HA 14-1 is a qualified antagonist against the anti-apoptotic Bcl-2 protein. The HA 14-1 molecule is an inhibitor that can sensitize cancer cells to cancer treatments, thereby lowering the effective dosage of anticancer agent and lowering the side effects. New analogs of HA 14-1 have demonstrated improved binding interaction with anti-apoptotic Bcl-2 proteins. One of these analogs, sHA 14-1, has greater stability compared to HA 14-1 but displays similar effectiveness on cancer cells. sHA 14-1 is insensitive to the drug resistance induced by anti-apoptotic Bcl-2 proteins in cancer cells. sHA 14-1 also synergizes the anti-cancer activities of both intrinsic and extrinsic apoptotic stimuli, increasing the potential of sHA 14-1 in cancer therapy.

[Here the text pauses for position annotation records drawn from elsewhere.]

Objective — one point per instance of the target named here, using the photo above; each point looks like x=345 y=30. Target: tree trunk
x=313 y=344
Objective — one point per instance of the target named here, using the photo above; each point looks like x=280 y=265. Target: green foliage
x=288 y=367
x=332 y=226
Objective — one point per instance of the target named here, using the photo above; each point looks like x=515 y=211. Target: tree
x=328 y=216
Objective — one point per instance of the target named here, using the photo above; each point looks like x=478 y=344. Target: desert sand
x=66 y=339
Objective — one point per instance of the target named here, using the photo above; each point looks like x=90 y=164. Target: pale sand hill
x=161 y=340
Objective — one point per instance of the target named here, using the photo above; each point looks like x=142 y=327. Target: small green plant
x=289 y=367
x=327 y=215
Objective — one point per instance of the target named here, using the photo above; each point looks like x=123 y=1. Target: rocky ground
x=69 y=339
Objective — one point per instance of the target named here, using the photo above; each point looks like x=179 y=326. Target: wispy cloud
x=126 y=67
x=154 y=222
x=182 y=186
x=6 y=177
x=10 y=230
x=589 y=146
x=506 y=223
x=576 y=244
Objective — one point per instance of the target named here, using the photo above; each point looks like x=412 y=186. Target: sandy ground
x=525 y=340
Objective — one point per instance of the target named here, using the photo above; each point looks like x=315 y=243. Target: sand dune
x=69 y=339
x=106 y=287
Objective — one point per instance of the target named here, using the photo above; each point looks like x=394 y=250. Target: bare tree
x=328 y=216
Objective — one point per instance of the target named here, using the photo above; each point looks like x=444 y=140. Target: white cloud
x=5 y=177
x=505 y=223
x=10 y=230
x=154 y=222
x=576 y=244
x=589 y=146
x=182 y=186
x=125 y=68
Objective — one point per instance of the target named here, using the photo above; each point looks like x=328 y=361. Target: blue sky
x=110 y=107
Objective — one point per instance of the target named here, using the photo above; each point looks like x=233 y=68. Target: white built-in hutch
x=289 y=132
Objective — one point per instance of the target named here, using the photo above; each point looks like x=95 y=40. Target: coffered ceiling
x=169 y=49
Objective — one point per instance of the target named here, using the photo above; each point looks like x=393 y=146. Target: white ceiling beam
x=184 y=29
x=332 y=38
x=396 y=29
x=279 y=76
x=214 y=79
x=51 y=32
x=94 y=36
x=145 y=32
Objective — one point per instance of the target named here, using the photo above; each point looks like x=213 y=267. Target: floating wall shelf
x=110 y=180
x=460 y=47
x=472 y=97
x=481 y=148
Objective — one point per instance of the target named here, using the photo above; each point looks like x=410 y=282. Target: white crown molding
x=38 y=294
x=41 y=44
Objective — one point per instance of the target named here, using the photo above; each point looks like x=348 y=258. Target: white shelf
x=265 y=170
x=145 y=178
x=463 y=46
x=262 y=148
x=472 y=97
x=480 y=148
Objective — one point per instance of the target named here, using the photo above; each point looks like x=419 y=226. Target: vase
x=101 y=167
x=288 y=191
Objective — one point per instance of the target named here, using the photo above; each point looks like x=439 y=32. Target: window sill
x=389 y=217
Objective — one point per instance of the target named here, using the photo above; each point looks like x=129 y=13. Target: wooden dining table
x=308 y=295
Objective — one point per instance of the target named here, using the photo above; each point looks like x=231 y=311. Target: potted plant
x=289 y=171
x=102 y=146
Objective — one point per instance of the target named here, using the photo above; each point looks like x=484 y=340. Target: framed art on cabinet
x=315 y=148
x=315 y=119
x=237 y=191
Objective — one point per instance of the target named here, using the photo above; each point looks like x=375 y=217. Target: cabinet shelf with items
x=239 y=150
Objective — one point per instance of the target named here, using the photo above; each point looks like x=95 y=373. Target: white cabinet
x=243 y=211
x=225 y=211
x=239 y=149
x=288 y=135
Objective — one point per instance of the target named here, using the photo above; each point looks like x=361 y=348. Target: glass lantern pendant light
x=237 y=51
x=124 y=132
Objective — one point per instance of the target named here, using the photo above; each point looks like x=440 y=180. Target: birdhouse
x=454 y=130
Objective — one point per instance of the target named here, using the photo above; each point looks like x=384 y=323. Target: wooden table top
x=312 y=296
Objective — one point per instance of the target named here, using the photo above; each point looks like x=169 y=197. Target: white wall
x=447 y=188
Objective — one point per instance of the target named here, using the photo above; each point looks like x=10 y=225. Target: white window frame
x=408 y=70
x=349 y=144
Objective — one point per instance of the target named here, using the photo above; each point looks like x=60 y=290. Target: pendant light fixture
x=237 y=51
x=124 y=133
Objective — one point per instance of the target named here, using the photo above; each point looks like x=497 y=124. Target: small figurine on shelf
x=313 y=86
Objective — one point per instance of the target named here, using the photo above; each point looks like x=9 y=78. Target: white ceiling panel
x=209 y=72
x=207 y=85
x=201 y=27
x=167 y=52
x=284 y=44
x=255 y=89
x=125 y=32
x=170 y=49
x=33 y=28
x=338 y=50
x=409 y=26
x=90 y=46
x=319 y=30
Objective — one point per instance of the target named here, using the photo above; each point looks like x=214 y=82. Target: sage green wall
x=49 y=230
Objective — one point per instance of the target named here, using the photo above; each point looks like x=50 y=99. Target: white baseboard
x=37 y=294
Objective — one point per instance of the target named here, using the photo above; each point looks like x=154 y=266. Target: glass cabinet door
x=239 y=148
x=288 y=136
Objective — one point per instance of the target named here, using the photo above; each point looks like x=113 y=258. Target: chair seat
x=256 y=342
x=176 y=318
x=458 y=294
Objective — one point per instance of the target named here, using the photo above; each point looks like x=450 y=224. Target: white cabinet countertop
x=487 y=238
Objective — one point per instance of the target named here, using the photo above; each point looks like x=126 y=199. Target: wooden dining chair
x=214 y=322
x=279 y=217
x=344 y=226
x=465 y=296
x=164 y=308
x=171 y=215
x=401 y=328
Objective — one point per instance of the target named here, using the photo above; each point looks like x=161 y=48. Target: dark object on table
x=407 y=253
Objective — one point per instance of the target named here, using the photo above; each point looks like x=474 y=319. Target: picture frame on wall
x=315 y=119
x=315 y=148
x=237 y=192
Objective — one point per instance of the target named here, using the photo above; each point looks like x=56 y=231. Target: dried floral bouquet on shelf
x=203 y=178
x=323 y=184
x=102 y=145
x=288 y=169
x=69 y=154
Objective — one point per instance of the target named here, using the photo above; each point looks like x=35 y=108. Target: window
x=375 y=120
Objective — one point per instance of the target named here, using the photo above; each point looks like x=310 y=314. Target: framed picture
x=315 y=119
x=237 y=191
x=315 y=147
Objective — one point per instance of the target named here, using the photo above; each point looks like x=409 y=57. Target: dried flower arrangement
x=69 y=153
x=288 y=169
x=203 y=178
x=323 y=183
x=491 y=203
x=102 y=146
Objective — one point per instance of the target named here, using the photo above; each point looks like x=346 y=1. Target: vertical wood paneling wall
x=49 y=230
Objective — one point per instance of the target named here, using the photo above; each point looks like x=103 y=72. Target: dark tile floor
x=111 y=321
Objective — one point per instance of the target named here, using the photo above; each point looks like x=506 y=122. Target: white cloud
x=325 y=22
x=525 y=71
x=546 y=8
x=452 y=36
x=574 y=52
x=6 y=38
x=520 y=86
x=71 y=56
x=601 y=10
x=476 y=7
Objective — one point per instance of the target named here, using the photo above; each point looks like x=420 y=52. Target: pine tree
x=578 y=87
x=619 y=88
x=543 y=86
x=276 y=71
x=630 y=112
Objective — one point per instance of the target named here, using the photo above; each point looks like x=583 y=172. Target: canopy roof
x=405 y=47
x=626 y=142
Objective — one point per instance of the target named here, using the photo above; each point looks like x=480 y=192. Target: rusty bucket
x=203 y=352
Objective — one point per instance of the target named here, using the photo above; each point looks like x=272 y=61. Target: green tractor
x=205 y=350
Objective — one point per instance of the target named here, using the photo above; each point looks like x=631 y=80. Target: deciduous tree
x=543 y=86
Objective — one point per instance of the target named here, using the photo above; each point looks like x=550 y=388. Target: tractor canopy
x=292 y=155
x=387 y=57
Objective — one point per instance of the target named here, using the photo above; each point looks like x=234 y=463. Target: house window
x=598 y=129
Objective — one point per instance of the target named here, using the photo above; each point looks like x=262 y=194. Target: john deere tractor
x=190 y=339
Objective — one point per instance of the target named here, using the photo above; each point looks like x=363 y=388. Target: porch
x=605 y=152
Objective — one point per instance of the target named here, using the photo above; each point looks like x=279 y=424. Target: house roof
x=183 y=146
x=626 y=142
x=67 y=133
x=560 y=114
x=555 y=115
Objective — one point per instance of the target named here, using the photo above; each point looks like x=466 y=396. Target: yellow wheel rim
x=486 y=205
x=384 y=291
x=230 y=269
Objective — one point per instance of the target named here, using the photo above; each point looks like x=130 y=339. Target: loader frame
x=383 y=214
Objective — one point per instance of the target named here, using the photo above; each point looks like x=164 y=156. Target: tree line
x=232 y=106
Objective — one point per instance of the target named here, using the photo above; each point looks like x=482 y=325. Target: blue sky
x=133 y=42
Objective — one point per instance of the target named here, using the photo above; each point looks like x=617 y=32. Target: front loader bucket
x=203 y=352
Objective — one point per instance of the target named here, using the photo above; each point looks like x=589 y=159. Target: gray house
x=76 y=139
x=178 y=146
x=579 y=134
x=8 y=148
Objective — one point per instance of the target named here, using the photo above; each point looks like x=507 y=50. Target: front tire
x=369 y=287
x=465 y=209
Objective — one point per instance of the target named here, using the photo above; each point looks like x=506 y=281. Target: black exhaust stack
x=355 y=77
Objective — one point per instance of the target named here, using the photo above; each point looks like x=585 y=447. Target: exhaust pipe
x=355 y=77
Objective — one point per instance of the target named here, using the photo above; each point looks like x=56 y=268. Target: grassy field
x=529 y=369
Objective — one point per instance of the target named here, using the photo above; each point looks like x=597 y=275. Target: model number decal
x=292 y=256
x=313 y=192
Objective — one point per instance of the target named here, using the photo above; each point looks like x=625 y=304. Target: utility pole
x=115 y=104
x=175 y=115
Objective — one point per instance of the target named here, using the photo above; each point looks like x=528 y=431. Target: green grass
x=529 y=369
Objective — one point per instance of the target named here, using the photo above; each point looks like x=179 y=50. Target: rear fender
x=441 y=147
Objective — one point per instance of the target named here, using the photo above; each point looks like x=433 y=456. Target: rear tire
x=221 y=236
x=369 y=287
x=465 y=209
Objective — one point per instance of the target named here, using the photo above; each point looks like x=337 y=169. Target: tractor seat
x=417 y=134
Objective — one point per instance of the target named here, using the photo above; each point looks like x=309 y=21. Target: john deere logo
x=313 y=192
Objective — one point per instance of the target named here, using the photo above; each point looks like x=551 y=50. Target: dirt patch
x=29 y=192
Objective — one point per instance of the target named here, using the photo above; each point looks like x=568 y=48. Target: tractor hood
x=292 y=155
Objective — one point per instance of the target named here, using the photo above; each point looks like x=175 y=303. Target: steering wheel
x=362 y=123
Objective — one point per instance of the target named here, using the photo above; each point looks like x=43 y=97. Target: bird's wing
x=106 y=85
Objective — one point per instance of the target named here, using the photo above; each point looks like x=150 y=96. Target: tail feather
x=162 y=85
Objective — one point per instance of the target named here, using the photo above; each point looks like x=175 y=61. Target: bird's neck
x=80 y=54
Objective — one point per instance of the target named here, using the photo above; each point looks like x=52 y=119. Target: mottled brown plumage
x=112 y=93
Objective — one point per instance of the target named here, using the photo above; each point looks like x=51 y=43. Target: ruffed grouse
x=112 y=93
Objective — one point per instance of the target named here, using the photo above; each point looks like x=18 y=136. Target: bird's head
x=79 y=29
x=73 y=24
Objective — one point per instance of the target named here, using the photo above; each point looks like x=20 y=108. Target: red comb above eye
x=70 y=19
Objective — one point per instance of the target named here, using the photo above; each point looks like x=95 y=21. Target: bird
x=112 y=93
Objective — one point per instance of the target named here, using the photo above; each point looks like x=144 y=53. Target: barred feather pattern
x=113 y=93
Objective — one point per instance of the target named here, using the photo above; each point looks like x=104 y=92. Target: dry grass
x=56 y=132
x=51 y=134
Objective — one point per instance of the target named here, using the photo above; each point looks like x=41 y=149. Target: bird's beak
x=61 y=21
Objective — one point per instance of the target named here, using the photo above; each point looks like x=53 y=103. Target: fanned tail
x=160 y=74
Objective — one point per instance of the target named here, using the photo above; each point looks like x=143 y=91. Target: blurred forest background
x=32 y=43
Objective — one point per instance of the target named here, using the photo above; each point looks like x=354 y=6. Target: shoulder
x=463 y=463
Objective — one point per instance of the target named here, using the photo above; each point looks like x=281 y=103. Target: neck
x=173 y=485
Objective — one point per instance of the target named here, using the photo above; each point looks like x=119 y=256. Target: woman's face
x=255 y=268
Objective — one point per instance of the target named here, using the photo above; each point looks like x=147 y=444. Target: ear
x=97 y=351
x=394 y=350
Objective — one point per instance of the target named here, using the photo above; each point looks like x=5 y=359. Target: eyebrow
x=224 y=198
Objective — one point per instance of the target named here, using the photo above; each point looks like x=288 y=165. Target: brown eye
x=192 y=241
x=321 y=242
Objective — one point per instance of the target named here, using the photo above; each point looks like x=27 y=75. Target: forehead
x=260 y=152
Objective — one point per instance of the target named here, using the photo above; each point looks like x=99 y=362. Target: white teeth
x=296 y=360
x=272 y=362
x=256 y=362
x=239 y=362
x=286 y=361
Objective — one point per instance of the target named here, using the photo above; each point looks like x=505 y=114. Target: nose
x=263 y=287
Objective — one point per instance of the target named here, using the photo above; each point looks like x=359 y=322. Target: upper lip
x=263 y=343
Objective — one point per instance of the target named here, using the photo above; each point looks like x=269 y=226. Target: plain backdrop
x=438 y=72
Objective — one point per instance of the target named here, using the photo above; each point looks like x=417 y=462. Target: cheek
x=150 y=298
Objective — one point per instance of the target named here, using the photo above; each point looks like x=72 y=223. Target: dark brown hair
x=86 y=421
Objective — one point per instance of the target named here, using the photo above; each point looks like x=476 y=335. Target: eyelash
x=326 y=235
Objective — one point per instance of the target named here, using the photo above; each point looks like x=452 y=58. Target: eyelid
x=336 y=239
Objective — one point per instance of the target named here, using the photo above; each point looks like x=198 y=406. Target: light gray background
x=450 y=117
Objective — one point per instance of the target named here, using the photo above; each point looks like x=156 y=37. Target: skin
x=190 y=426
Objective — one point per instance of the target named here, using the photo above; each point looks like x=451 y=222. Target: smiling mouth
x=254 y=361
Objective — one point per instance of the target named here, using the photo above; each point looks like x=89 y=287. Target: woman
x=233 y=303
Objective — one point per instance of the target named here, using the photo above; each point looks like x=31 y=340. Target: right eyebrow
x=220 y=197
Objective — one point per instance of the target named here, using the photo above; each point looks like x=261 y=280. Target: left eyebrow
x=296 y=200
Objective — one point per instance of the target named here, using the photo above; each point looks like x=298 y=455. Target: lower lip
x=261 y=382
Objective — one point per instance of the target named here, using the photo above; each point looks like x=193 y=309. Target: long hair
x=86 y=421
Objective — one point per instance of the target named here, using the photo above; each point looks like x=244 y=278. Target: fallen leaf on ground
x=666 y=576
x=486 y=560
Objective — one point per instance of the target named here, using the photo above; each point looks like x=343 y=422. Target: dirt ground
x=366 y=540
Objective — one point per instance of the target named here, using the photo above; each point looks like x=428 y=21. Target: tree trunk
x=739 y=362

  • Candidate for the treatment of drug-resistant cancers either as a monotherapy or in combination with current cancer treatments
  • sHA 14-1 analog can sensitize cancers to cancer treatment as an antagonist to Bcl-2
  • Reduces side effects by lowering the effective dosage of anticancer agent

Phase of Development HA14-1 analogues have been synthesized and tested for stability. In vitro binding assays have identified optimum structures and in vivo studies have been completed.